Valor Econômico
Com a morte da “hiperglobalização”, uma era de convergência das rendas médias reais entre países emergentes e em desenvolvimento e as economias de alta renda chegou ao fim
A política industrial está de volta como um motivador poderoso da intervenção governamental. Isso é uma verdade em muitas partes do mundo. Parece ser mais verdadeiro para a China do presidente Xi Jinping do que era com Deng Xiaoping, em especial neste momento em que o país deseja substituir o investimento no setor imobiliário como motor de seu crescimento econômico. Mas a mudança de rumo mais notável é nos Estados Unidos. Ronald Reagan declarou que “as nove palavras mais aterrorizantes da língua inglesa são: eu sou do governo e estou aqui para ajudar”. Hoje o governo Biden está “ajudando” entusiasticamente. Mas Donald Trump também é um intervencionista, com a diferença de que sua forma de ajudar é aumentar as tarifas. Dado o papel histórico dos EUA como proponente de uma economia mundial aberta, essa mudança é importante.
As evidências de que a política industrial se
tornou mais dominante, seja como ideia, seja como prática, são inequívocas.

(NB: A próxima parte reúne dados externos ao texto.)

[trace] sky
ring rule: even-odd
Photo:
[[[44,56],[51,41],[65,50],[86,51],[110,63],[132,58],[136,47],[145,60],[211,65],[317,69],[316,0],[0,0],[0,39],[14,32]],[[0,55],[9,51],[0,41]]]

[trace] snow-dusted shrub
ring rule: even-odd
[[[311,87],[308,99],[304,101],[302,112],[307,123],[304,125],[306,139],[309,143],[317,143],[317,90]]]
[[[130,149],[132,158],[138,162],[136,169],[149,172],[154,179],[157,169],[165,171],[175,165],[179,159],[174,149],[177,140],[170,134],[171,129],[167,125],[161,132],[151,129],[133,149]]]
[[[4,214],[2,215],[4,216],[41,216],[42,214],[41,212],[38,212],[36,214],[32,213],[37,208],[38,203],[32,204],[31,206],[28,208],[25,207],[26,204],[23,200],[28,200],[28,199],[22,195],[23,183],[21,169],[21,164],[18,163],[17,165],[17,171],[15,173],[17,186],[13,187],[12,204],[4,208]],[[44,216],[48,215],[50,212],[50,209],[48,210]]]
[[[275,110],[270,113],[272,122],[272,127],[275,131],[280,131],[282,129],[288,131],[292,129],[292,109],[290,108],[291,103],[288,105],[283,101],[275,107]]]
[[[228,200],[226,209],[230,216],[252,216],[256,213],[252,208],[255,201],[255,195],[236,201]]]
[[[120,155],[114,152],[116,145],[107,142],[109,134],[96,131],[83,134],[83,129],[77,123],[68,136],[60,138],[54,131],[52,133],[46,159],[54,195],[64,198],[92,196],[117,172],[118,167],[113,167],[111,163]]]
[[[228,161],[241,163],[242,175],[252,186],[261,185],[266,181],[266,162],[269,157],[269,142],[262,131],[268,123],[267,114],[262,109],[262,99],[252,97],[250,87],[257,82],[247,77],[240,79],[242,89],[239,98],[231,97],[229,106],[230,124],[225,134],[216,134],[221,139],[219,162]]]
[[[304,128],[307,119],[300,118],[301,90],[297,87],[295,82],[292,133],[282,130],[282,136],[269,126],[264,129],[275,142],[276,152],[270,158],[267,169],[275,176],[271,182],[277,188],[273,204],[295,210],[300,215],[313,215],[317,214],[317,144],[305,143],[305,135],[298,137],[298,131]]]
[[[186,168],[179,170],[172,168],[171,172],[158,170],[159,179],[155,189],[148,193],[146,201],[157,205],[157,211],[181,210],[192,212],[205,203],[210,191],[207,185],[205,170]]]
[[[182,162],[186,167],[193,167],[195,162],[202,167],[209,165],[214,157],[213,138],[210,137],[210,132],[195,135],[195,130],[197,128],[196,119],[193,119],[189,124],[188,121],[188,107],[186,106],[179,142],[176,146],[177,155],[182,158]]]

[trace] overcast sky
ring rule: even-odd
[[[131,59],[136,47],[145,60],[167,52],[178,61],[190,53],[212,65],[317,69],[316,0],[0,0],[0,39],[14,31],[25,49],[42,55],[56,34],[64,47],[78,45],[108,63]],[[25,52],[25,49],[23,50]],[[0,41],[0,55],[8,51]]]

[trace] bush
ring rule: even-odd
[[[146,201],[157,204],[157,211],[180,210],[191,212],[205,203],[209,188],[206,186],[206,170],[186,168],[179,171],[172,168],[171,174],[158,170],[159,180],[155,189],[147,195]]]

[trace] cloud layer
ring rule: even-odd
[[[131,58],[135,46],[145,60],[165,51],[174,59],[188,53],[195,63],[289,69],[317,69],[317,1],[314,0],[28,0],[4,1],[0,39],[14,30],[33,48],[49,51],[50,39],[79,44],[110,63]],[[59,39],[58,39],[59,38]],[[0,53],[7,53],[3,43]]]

“The Return of Industrial Policy in Data” (a volta da política industrial em
dados), publicado pelo Fundo Monetário Internacional (FMI) em janeiro passado,
mostra um aumento marcante nas menções à política industrial na imprensa
empresarial ao longo da última década. Um artigo sobre “A nova economia da
política industrial”, publicado pelo National Bureau of Economic Research e de
autoria de Réka Juhász, Nathan Lane e Dani Rodrik, aponta um forte crescimento
das intervenções de política industrial em todo o mundo, de 228 em 2017 para
1.568 em 2022 - sobretudo em países de alta renda (provavelmente porque eles
têm mais espaço de manobra na área fiscal). Isso também permite que o resto do
mundo os acuse de hipocrisia.
Os economistas identificam três argumentos
válidos para tais intervenções. O primeiro diz respeito às “externalidades”, ou
seja, os benefícios sem compensação proporcionados por uma empresa. A mais
óbvia é o que os trabalhadores e outras empresas aprendem com isso. Também
existem a segurança nacional e outras externalidades sociais. O segundo
argumento se refere aos fracassos de coordenação e aglomeração: assim, várias
empresas podem ser viáveis se começarem juntas, mas nenhuma pode ser viável se
começar sozinha. O último argumento diz respeito ao fornecimento de bens
públicos, em especial bens públicos específicos de uma localidade, como obras
de infraestrutura. Reparem que, significativamente, nenhum deles é um argumento
a favor da proteção. Como observei na semana passada, o protecionismo é uma
maneira ruim de alcançar esses objetivos sociais mais amplos.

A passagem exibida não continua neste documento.